Per comprendere la questione del Camerun è necessario fare un passo indietro, alla conferenza di Berlino del 1884 che aveva suddiviso il continente in aree di influenza, spartendolo fra le potenze europee. Il Camerun (come il Togo, la Tanzania e la Namibia) era finito nella sfera di influenza dell’Impero tedesco.  Subito dopo la grande guerra, con la Germania troppo occupata a leccarsi le ferite, le colonie dell’ex impero del Kaiser vennero spartite fra le due grandi vincitrici europee della guerra: Francia e Inghilterra. Il Camerun venne frazionato in due parti con la zona occidentale annessa alla Nigeria e finita sotto influenza britannica mentre il resto del paese divenne una colonia francese. Nel 1960, quando il Camerun dichiara finalmente l’indipendenza dal governo di Parigi, nelle regioni di lingua inglese si svolge un referendum con cui si esprime la volontà di annessione al Camerun piuttosto che alla Nigeria.
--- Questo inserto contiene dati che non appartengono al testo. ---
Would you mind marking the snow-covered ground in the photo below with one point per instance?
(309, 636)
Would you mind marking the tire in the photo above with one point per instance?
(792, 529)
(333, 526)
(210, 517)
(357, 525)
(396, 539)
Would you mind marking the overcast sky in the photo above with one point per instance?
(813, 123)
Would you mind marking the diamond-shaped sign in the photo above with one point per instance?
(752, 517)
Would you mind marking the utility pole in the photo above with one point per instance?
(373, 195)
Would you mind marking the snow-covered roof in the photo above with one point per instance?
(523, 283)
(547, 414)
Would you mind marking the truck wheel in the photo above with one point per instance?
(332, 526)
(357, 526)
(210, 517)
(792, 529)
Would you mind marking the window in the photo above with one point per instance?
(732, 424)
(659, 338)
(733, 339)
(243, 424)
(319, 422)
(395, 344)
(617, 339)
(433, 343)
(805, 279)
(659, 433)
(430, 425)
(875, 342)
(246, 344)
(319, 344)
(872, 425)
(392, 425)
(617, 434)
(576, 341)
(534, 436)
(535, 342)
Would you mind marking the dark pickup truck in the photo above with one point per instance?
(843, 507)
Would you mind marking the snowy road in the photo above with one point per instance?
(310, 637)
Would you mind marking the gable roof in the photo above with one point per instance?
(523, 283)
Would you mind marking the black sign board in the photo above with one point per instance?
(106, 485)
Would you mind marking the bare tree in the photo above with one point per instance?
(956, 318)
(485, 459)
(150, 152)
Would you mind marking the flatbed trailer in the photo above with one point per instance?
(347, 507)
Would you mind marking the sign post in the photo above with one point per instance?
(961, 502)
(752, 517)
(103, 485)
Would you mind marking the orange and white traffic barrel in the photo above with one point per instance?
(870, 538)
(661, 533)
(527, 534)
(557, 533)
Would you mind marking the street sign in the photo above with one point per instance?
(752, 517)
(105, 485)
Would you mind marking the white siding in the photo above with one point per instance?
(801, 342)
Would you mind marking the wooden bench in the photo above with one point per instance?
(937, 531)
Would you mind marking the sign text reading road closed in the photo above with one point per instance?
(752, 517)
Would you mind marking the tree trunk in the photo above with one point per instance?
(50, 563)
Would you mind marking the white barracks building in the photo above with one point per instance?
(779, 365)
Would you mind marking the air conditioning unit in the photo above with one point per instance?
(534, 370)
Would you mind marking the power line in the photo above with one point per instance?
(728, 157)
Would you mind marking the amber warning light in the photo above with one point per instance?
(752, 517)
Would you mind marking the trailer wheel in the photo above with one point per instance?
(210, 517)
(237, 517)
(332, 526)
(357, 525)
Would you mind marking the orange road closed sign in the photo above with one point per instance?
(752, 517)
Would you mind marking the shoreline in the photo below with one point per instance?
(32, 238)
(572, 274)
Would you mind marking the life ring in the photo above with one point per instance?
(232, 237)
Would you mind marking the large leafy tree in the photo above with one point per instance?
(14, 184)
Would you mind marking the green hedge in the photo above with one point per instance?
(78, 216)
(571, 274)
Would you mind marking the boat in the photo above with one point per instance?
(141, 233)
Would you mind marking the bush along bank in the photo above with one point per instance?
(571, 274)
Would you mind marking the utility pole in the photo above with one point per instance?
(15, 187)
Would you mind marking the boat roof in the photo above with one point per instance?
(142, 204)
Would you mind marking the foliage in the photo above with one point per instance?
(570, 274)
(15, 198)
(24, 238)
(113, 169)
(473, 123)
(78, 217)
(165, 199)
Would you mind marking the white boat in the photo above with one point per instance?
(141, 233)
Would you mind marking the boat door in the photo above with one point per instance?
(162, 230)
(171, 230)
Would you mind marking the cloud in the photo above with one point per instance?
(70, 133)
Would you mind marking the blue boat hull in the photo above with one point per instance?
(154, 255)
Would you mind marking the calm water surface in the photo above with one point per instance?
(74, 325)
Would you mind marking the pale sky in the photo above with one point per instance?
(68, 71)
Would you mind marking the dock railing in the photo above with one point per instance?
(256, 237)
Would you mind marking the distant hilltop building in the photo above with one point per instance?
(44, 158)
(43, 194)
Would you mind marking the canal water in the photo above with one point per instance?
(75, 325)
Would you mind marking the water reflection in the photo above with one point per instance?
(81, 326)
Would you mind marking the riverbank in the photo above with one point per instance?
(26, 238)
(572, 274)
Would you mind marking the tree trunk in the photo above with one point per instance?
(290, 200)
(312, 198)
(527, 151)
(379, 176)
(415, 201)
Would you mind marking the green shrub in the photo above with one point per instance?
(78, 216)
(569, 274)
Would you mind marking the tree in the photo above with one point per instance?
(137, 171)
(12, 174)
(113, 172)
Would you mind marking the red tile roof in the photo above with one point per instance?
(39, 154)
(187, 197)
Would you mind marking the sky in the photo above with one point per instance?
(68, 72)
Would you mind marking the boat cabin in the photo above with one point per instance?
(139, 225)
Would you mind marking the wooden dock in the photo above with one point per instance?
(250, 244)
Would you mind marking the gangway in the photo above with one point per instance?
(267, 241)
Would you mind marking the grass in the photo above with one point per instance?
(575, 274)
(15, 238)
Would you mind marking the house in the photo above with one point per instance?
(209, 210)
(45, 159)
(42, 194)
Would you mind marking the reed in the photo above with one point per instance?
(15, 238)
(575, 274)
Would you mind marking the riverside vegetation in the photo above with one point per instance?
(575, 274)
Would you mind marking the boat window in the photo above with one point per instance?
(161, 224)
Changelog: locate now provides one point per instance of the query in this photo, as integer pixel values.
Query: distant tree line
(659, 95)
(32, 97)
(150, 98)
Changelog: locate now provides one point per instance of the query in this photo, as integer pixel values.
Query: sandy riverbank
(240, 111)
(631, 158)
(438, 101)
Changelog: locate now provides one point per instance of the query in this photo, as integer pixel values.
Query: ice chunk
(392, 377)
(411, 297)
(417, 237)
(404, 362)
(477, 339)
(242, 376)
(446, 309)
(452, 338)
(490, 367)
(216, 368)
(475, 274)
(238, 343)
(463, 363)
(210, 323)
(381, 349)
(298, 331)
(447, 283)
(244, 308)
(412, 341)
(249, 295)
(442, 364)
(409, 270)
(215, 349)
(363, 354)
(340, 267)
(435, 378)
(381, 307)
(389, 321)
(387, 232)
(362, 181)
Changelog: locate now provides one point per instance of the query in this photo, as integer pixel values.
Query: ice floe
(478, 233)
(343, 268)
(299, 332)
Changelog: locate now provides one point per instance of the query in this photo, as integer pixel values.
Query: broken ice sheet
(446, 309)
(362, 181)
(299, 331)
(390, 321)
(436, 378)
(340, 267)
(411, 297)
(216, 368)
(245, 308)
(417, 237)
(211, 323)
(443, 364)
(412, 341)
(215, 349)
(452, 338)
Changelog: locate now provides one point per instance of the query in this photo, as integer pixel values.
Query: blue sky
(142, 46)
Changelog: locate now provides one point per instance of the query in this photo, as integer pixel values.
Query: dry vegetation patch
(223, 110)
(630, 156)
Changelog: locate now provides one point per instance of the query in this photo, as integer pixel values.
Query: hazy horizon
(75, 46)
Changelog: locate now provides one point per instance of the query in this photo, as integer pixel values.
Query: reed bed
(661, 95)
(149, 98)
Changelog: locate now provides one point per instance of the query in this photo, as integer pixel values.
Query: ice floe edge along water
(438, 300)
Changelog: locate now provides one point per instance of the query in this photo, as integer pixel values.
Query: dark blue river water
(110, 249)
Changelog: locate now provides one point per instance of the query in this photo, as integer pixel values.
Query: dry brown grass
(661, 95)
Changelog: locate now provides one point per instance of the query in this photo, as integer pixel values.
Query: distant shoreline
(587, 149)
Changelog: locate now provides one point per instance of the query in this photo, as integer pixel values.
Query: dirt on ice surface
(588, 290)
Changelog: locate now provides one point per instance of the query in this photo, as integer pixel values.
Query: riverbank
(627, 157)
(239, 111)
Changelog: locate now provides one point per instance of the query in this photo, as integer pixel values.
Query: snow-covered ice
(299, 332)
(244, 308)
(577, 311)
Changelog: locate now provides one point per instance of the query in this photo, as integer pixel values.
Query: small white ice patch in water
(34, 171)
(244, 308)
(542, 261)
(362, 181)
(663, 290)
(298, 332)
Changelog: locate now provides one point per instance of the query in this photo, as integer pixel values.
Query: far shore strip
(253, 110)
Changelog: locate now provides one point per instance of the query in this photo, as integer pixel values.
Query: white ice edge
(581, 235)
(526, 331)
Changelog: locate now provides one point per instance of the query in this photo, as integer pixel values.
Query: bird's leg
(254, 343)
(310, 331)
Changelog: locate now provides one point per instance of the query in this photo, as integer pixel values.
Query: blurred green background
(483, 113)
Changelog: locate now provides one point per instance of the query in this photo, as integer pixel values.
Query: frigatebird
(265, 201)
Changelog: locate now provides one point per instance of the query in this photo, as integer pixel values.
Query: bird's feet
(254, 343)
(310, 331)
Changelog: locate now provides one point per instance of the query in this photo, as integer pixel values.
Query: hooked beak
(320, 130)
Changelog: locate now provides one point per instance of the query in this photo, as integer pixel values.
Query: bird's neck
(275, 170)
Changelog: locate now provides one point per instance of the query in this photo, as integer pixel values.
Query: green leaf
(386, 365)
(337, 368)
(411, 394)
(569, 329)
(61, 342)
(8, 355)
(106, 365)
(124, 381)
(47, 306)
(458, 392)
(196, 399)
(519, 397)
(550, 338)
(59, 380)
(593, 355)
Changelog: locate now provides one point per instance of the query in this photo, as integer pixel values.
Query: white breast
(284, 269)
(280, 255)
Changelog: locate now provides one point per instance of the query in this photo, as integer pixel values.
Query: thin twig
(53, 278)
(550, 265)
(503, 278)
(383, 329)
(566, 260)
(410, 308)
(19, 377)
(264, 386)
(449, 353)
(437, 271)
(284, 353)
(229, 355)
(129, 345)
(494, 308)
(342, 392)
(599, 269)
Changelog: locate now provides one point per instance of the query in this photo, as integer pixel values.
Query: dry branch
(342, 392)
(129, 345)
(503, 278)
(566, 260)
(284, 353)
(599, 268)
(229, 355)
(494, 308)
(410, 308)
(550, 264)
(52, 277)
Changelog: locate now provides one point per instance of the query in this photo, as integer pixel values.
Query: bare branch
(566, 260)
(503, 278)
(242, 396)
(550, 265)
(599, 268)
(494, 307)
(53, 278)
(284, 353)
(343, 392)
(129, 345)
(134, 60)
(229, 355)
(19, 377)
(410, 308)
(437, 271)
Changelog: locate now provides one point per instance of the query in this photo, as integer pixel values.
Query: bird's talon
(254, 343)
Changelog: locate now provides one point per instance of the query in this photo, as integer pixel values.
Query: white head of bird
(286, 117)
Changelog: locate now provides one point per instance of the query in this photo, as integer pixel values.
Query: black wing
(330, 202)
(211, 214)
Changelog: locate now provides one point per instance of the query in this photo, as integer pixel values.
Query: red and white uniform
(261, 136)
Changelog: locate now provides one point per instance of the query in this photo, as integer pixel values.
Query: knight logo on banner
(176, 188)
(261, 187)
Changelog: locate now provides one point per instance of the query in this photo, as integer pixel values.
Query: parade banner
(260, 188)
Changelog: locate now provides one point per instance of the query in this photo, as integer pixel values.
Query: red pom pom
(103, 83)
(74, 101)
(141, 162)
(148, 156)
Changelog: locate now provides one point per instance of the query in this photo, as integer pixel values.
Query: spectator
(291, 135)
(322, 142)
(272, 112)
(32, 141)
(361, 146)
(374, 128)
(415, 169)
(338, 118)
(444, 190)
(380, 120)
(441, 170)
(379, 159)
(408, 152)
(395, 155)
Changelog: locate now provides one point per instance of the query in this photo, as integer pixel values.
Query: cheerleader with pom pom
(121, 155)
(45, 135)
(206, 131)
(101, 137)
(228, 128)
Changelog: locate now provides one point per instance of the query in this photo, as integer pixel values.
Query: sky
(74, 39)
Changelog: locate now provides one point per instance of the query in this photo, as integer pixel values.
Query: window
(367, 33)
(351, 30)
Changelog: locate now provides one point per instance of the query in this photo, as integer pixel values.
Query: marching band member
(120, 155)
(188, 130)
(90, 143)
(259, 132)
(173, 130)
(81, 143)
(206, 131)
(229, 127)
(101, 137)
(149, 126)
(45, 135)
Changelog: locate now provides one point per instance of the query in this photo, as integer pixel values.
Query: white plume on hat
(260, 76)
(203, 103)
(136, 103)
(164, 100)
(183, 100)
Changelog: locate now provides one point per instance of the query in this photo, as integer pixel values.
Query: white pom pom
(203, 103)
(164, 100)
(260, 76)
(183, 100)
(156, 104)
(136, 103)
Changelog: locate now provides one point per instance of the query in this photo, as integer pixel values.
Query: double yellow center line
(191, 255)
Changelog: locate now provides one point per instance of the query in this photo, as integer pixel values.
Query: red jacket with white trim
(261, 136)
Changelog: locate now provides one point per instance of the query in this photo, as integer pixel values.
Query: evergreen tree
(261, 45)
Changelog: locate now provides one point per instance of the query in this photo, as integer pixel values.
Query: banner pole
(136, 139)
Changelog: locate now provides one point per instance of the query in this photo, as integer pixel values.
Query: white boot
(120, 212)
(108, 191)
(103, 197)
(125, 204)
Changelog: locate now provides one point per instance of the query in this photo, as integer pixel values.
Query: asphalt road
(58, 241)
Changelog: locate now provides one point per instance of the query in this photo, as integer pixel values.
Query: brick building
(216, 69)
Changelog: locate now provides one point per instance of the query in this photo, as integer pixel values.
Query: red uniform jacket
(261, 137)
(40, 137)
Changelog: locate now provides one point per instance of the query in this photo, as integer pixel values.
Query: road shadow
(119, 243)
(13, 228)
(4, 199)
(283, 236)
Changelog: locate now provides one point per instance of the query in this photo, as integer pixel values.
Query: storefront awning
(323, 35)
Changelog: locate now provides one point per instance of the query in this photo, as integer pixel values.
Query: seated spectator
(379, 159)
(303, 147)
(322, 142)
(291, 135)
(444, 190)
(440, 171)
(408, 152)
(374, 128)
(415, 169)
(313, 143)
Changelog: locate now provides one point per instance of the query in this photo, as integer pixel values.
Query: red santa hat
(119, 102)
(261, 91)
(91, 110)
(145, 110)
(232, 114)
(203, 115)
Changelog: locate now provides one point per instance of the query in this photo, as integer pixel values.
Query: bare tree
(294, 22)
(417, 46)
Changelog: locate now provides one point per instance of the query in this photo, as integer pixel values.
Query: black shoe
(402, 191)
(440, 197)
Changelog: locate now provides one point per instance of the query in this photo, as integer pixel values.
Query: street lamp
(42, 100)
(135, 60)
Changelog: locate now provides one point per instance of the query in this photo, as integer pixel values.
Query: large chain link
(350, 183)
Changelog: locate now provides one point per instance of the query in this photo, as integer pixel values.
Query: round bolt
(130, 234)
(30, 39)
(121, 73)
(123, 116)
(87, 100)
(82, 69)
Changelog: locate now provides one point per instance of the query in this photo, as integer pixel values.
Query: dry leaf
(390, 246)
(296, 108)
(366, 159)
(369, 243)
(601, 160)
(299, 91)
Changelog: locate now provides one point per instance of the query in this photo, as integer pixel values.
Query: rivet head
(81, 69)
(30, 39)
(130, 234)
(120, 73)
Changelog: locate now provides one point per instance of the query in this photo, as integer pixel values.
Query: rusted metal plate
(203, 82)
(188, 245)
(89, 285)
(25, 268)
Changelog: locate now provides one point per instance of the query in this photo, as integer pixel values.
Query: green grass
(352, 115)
Da quel momento in poi, protette da un’impalcatura statale dal modello federale, le minoranze anglofone della popolazione hanno goduto di certe concessioni governative:  insegnamento nelle scuole della lingua inglese, esercizio del common law su modello britannico ed elezione dei propri rappresentanti, il tutto, però, sempre subordinato all’esigenza dell’unità statale. Ad ogni modo, tale impalcatura federale non ha retto molto perché già dai primissimi tempi il governo centrale ha tentato sistematicamente di limitare l’autonomia delle regioni anglofone, tentativi che si sono compiuti nel 1984 con la soppressione dello stesso sistema federale e la conseguente nascita della Repubblica del Camerun.

Con l’avvento della Repubblica le regioni anglofone hanno assistito impotenti alla progressiva erosione delle loro autonomie e quando, nel 2016, il governo centrale decide di inviare in loco insegnanti di madrelingua francese e di limitare l’esercizio del common law la ne sono nate dure proteste, represse altrettanto duramente dal governo centrale.

Tale repressione ha portato alla polarizzazione delle posizioni anglofone e francofone, col movimento indipendentista che non si è fermato alla rivendicazione delle autonomie perdute ma si è spinto oltre al punto tale di proclamare la Repubblica di Ambazonia, una repubblica rimasta al momento sulla carta.

Il governo di Yaoundè, nel tentativo di limitare il fenomeno “cassa di risonanza” tipico delle primavere arabe, ha deciso di bloccare nelle regioni separatiste l’accesso ai social network isolandole, di fatto, dal resto del mondo.

L’utilizzo della forza e della censura mediatica è stato duramente condannato dalle Nazioni Unite che in un rapporto hanno dichiarato: “Queste restrizioni  devono cessare immediatamente e il governo deve garantire un’indagine approfondita, imparziale e indipendente su tutte le accuse di violazioni dei diritti umani perpetrate durante e dopo gli eventi del 1° ottobre. Il governo deve adottare misure efficaci per perseguire e sanzionare tutti i responsabili di tali violazioni».

Nel frattempo circa 7.500 persone hanno già abbandonato le proprie case per trovare riparo in Nigeria e le stime dell’Alto commissariato delle Nazioni Unite per i rifugiati, altre 40 mila sarebbero in procinto di lasciare il Camerun.

Ad oggi l’assolutamente priva di contenuto Repubblica dell’Ambazonia versa in condizioni miserevoli: uffici pubblici chiusi banche fuori servizio, sportelli ATM inagibili e la popolazione sempre più stretta nella morsa della repressione statale. L’unica speranza resta il dialogo fra le parti, dialogo difficile dal momento che il governo si è reso disponibile a trattare solo nel caso in cui i manifestanti rinuncino a qualsiasi velleità indipendentista e l’impianto istituzionale della nazione non venga messo in discussione, posizione che esclude ogni possibile ritorno al sistema federale e che alimenta sempre più i rancori della popolazione anglofona ormai pronta a trascinare il paese nella totale guerra civile.